The bottom line: insurance covers what it says it covers, nothing more. That’s why reading the benefits and exclusions matters.


When Clients Usually Buy (or Skip) Insurance

This is what I see most often:

Most People Choose Insurance For:

  • Cruises (especially out of the country)

  • All-inclusive and international trips

  • High-dollar family vacations

  • Trips with older travelers or anyone with health concerns

  • Once-in-a-lifetime vacations you really can’t afford to lose

Some People Choose to Skip Insurance When:

  • The trip is inexpensive and close to home

  • They’re comfortable accepting the risk of losing what they’ve paid

  • They have very flexible schedules and can easily rebook without major cost

There is no one right answer for everyone. My job is to lay out the risk, not decide for you.

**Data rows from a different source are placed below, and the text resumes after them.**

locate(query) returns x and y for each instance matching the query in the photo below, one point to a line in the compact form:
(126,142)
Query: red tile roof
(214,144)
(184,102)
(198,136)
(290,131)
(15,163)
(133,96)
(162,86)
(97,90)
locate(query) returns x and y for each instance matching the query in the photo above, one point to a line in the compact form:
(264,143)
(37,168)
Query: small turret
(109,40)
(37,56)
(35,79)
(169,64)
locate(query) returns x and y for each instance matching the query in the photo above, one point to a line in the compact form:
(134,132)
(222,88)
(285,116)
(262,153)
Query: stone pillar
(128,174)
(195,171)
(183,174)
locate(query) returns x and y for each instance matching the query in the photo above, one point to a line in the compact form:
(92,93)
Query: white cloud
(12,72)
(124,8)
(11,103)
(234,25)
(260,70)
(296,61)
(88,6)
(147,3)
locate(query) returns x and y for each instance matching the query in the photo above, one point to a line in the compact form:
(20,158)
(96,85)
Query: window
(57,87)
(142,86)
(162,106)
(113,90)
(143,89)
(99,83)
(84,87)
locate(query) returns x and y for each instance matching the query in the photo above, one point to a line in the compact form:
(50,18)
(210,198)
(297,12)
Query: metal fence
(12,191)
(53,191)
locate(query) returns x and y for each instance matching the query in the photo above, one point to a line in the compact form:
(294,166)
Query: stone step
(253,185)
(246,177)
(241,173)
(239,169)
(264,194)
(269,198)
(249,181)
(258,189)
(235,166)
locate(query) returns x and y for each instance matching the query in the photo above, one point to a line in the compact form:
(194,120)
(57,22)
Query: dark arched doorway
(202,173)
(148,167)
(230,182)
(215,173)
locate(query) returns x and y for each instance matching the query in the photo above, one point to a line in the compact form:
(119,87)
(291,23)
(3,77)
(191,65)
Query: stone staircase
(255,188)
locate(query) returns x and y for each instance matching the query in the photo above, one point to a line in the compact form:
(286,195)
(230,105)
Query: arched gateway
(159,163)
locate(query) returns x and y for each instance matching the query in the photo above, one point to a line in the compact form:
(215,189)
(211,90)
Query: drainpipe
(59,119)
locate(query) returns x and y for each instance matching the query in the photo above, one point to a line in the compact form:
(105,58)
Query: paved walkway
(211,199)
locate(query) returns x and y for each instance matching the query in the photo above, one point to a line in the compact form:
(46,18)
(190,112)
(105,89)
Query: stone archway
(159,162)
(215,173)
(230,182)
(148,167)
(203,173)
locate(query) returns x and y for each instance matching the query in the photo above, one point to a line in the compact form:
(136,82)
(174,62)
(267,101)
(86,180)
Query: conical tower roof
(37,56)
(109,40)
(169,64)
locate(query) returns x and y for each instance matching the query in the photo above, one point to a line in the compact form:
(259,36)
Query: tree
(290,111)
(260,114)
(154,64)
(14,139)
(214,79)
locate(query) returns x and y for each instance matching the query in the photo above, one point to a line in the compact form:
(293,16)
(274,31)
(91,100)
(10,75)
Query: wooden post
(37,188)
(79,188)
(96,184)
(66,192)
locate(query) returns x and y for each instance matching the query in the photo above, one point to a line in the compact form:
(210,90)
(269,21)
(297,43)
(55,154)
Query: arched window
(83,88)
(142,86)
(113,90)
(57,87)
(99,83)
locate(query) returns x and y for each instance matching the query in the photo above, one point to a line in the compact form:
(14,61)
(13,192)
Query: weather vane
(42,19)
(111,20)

Final Word: Protecting Your Vacation Investment

You don’t buy travel insurance hoping to use it.
You buy it because:

  • Life is unpredictable.

  • Travel is expensive.

  • And sometimes things happen that you absolutely did not plan for.

My role is to:

  • Make sure you know travel insurance exists

  • Help you understand, in plain language, what it does and doesn’t do

  • Support you in getting set up correctly if you choose to buy it

Your role is to decide whether you’re comfortable traveling without that protection—or whether you’d rather have a safety net in place.

When you receive your proposal and emails from me, you’ll always see travel insurance mentioned. That’s not pressure. That’s me doing my job to look out for your trip and your wallet.